Environmental Protection Agency Pressured to Ban Spraying of Antimicrobial Drugs on US Agricultural Produce Amidst Superbug Concerns
A recent legal petition from multiple health advocacy and agricultural labor coalitions is calling for the Environmental Protection Agency to discontinue authorizing the use of antimicrobial agents on produce across the United States, pointing to superbug development and illnesses to agricultural workers.
Agricultural Industry Applies Millions of Pounds of Antimicrobial Pesticides
The agricultural sector sprays around 8m lbs of antibiotic and antifungal treatments on US produce annually, with a number of these agents prohibited in other nations.
“Annually US citizens are at increased risk from dangerous bacteria and diseases because pharmaceutical drugs are used on crops,” commented Nathan Donley.
Antibiotic Resistance Creates Serious Public Health Risks
The overuse of antimicrobial drugs, which are essential for addressing infections, as agricultural chemicals on fruits and vegetables endangers public health because it can cause drug-resistant microbes.

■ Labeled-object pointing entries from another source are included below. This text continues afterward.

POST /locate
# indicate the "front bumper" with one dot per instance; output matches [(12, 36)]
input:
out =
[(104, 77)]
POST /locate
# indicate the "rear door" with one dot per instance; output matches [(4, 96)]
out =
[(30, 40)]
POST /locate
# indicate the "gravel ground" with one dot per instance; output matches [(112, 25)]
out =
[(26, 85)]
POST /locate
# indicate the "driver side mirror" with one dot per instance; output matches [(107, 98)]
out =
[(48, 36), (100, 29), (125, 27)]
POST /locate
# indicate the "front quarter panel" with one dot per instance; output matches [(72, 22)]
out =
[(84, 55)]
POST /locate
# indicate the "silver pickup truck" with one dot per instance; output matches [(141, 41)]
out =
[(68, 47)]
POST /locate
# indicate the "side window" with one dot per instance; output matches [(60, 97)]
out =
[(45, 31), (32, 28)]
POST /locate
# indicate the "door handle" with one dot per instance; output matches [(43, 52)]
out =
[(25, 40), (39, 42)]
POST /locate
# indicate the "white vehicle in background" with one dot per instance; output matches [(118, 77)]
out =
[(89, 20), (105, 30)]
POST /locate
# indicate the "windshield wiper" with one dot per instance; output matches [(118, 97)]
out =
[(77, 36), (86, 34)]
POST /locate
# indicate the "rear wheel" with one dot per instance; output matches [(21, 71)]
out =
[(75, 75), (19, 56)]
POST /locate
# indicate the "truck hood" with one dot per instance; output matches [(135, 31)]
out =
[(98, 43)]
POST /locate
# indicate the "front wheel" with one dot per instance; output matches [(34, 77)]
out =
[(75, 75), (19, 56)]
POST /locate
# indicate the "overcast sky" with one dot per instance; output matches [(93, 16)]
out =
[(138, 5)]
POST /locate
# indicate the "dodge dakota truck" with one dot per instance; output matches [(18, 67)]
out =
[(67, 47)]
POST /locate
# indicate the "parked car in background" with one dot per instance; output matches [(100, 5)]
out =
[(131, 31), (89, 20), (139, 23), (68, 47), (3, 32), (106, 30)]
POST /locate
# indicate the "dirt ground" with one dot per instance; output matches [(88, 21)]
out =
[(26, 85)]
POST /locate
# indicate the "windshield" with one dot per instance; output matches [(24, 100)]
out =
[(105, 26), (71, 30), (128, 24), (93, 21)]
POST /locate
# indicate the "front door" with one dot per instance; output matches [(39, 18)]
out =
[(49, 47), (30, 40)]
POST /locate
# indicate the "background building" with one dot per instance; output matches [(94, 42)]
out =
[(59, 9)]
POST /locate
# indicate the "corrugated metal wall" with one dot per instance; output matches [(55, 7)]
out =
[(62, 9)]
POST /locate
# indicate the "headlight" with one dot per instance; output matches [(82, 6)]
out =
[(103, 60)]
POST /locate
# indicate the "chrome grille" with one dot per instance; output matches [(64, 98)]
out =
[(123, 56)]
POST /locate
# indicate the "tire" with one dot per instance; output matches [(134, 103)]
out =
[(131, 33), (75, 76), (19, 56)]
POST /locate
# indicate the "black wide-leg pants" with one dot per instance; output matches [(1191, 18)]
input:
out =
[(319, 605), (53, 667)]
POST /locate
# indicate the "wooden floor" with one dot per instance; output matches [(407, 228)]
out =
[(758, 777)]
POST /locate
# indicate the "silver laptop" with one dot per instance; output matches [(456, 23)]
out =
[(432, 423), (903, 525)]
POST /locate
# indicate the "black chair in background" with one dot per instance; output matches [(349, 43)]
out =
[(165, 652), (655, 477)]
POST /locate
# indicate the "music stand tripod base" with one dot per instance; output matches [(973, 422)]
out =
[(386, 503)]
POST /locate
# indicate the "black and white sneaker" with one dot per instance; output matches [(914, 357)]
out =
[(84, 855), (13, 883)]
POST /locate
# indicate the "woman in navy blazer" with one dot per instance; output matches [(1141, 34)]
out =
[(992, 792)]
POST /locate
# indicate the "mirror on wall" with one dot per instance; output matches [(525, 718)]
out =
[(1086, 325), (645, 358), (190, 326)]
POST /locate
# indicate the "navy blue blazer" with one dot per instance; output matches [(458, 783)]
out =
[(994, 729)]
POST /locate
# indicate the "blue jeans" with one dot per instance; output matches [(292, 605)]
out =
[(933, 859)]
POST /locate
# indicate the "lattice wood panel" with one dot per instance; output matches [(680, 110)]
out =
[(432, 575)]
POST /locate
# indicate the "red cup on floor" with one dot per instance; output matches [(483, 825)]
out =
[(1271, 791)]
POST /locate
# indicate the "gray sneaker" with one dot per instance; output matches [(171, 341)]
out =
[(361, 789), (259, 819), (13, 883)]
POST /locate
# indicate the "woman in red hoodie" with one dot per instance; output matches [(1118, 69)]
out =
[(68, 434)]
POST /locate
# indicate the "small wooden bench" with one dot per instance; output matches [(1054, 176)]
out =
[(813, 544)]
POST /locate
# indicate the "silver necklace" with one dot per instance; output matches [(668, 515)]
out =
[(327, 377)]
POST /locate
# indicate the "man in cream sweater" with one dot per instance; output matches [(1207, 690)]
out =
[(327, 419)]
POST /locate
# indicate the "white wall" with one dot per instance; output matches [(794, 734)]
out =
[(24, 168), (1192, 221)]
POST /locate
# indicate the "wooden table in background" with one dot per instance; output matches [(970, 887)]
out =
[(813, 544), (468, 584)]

Similarly, overuse of antifungal pesticides can lead to mycoses that are more resistant with present-day medical drugs.
- Drug-resistant illnesses affect about 2.8m people and result in about 35,000 fatalities annually.
- Public health organizations have associated “clinically significant antimicrobials” approved for pesticide use to treatment failure, greater chance of pathogenic diseases and elevated threat of antibiotic-resistant staph.
Ecological and Health Impacts
Meanwhile, eating chemical remnants on produce can alter the human gut microbiome and elevate the chance of persistent conditions. These substances also contaminate water sources, and are considered to damage pollinators. Frequently low-income and Latino farm workers are most exposed.
Frequently Used Antibiotic Pesticides and Industry Methods
Growers use antimicrobials because they eliminate microbes that can harm or destroy crops. One of the popular agricultural drugs is a medical drug, which is commonly used in medical care. Estimates indicate approximately 125,000 pounds have been used on US crops in a one year.
Agricultural Sector Pressure and Regulatory Action
The formal request is filed as the EPA encounters pressure to increase the use of pharmaceutical drugs. The bacterial citrus greening disease, transmitted by the vector, is severely affecting fruit farms in the state of Florida.
“I appreciate their urgent need because they’re in dire straits, but from a societal perspective this is absolutely a obvious choice – it should not be allowed,” Donley stated. “The fundamental issue is the enormous problems created by using medical drugs on food crops greatly exceed the agricultural problems.”
Alternative Solutions and Long-term Prospects
Specialists propose simple agricultural measures that should be tested first, such as planting crops further apart, breeding more hardy varieties of produce and detecting infected plants and rapidly extracting them to prevent the pathogens from transmitting.
The formal request gives the Environmental Protection Agency about half a decade to answer. Several years ago, the agency prohibited a pesticide in reaction to a comparable formal request, but a judge overturned the agency's prohibition.
The agency can enact a prohibition, or is required to give a reason why it refuses to. If the Environmental Protection Agency, or a future administration, fails to respond, then the organizations can sue. The process could last more than a decade.
“We are engaged in the extended strategy,” the advocate stated.